Mes maraudes avec la Croix-Rouge
J’avais 19 ans quand j’ai intégré la Croix-Rouge à Aulnay-Sous-Bois. Je me suis d’abord concentrée sur les actions sociales, les maraudes, les distributions alimentaires, les vestiaires. J’ai ensuite décidé de passer mes formations pour pouvoir faire du secourisme.
Ma première maraude fut assez spéciale. J’ai demandé à un sans-abri comment il allait, s’il avait besoin de quelque chose. Il m’a juste demandé un café et m’a dit de prendre bien soin de moi, par politesse. Je lui ai retourné sa parole et il est parti. Quelques secondes plus tard, je l’ai entendu crier. Il jetait tout ce qu’il avait à la main sur moi. Le bracelet de l’hôpital qu’il avait au poignée aurait dû m’interpeller. Je pense qu’il était fou car j’ai appris plusieurs semaines plus tard qu’il avait été arrêté. Il avait tenté de tuer (oui oui, il a osé !) un autre bénéficiaire de la Croix-Rouge. Je n’ai pas failli mourir, mais c’est tout comme.
Parfois, c’est dangereux. Parfois, c’est difficile.
Au chaud, chez moi, je culpabilise
Une fois, nous nous sommes arrêtés à l’hôpital Jean Verdier. Nous sommes allés jusqu’à la salle d’attente des urgences où les vigiles laissent parfois quelques personnes se reposer pour la nuit. Une femme était là. Sandra elle s’appelait. Je ne sais pas pourquoi sa situation m’a touchée plus que d’autres. Je voulais la prendre dans mes bras et lui dire que tout irait bien un jour, que tout cela n’était qu’une expérience passagère. Mais impossible. Dans ce milieu il faut rester neutre : ne pas montrer ses sentiments, ne pas prendre parti à un débat politique ou religieux, en bref, être un bon petit soldat.
J’ai aussi passé de bon moments, à rigoler, à parler de films et de séries.
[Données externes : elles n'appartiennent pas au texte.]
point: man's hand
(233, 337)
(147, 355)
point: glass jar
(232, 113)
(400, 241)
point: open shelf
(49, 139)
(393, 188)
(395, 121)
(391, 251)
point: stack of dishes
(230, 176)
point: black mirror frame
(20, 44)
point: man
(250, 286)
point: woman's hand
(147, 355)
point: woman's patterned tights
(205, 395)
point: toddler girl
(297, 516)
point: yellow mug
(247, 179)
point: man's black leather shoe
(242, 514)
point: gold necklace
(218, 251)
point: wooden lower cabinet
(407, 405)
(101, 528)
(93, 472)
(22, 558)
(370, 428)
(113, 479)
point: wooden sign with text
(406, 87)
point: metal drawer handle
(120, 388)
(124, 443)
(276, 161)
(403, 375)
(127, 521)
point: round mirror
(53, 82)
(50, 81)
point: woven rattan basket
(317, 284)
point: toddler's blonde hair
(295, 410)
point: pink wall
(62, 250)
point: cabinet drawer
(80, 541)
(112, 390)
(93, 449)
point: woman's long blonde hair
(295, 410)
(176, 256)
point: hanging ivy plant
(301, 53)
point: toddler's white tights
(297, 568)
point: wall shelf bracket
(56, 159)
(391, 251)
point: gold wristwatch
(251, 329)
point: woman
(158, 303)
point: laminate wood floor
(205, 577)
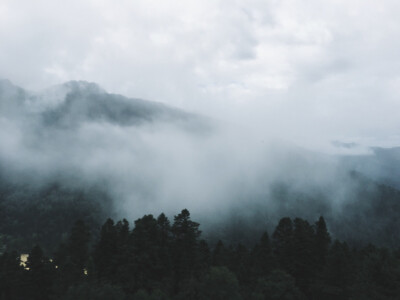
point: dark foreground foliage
(157, 259)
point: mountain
(76, 151)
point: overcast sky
(297, 69)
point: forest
(159, 259)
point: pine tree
(185, 234)
(283, 244)
(105, 252)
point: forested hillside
(158, 259)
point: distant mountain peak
(83, 87)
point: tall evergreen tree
(185, 240)
(40, 274)
(283, 244)
(105, 252)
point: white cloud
(309, 68)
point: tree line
(157, 259)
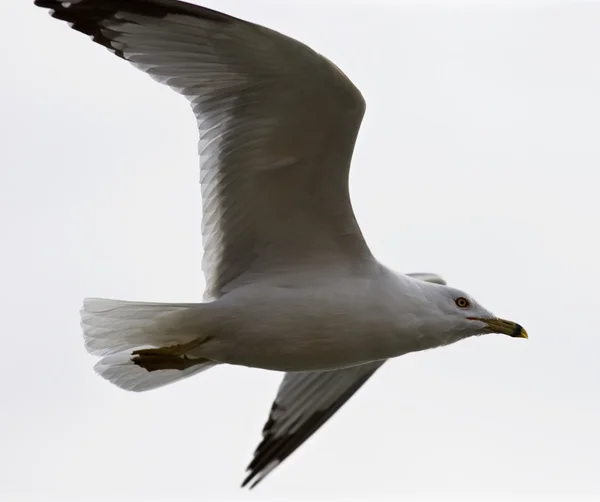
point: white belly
(303, 329)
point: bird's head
(461, 316)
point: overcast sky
(478, 159)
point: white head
(453, 315)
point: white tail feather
(112, 329)
(120, 370)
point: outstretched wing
(304, 402)
(277, 123)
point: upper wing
(277, 122)
(304, 402)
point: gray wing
(277, 123)
(304, 402)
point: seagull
(291, 285)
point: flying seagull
(290, 282)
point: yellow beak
(505, 327)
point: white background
(478, 159)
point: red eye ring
(462, 303)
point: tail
(114, 329)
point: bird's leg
(167, 358)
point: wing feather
(277, 125)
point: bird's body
(294, 323)
(291, 283)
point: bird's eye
(462, 302)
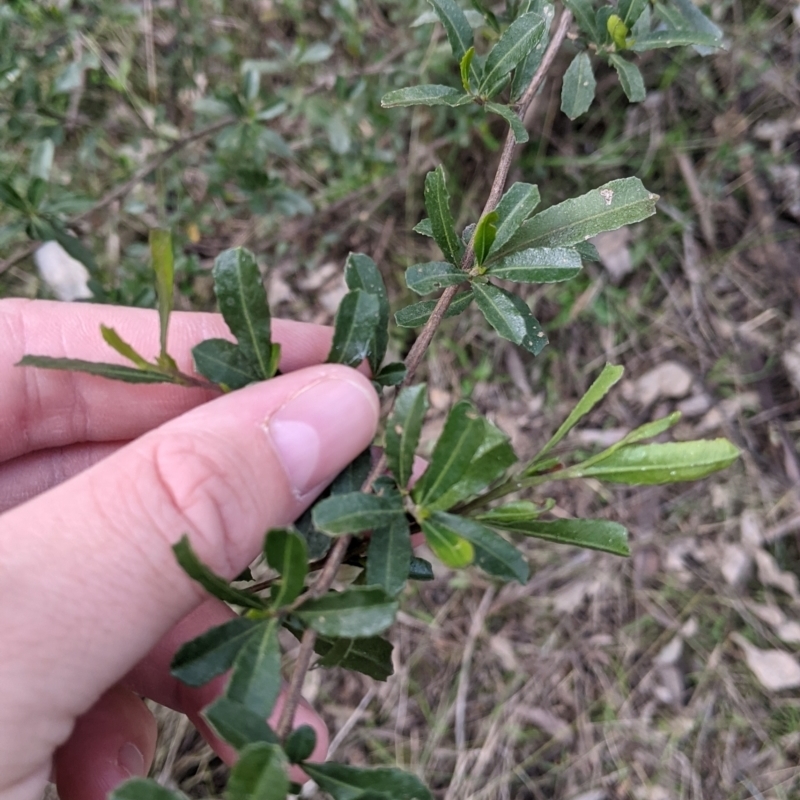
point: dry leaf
(774, 669)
J’ai même envié ceux qui avait eu la chance de voir des grandes légendes de la musique en concert, à l’endroit même où ils passent leurs nuits.
Mais (puisqu’il y a toujours un « mais ») en rentrant chez moi, souvent vers 2 ou 3h du matin, je ne peux toujours pas m’empêcher de culpabiliser d’avoir un toit sur ma tête et de retrouver mon lit, au chaud.
J’ai surtout voulu faire ça pour aider une personne que je considère comme une deuxième figure parentale. Je l’ai poussée à faire ça avec moi pour lui montrer que même si elle passait par des choses difficiles, à ce moment-là, il y avait toujours pire dehors. Dis comme ça, ça paraît égoïste. Ça l’est un peu en vrai… en partie. J’ai décidé de l’aider pour me donner bonne conscience.
Je suis maintenant responsable Jeunesse de l’action sociale, et je compte évoluer là-dedans. Faire carrière dans le social et continuer à aider en apprenant aux autres.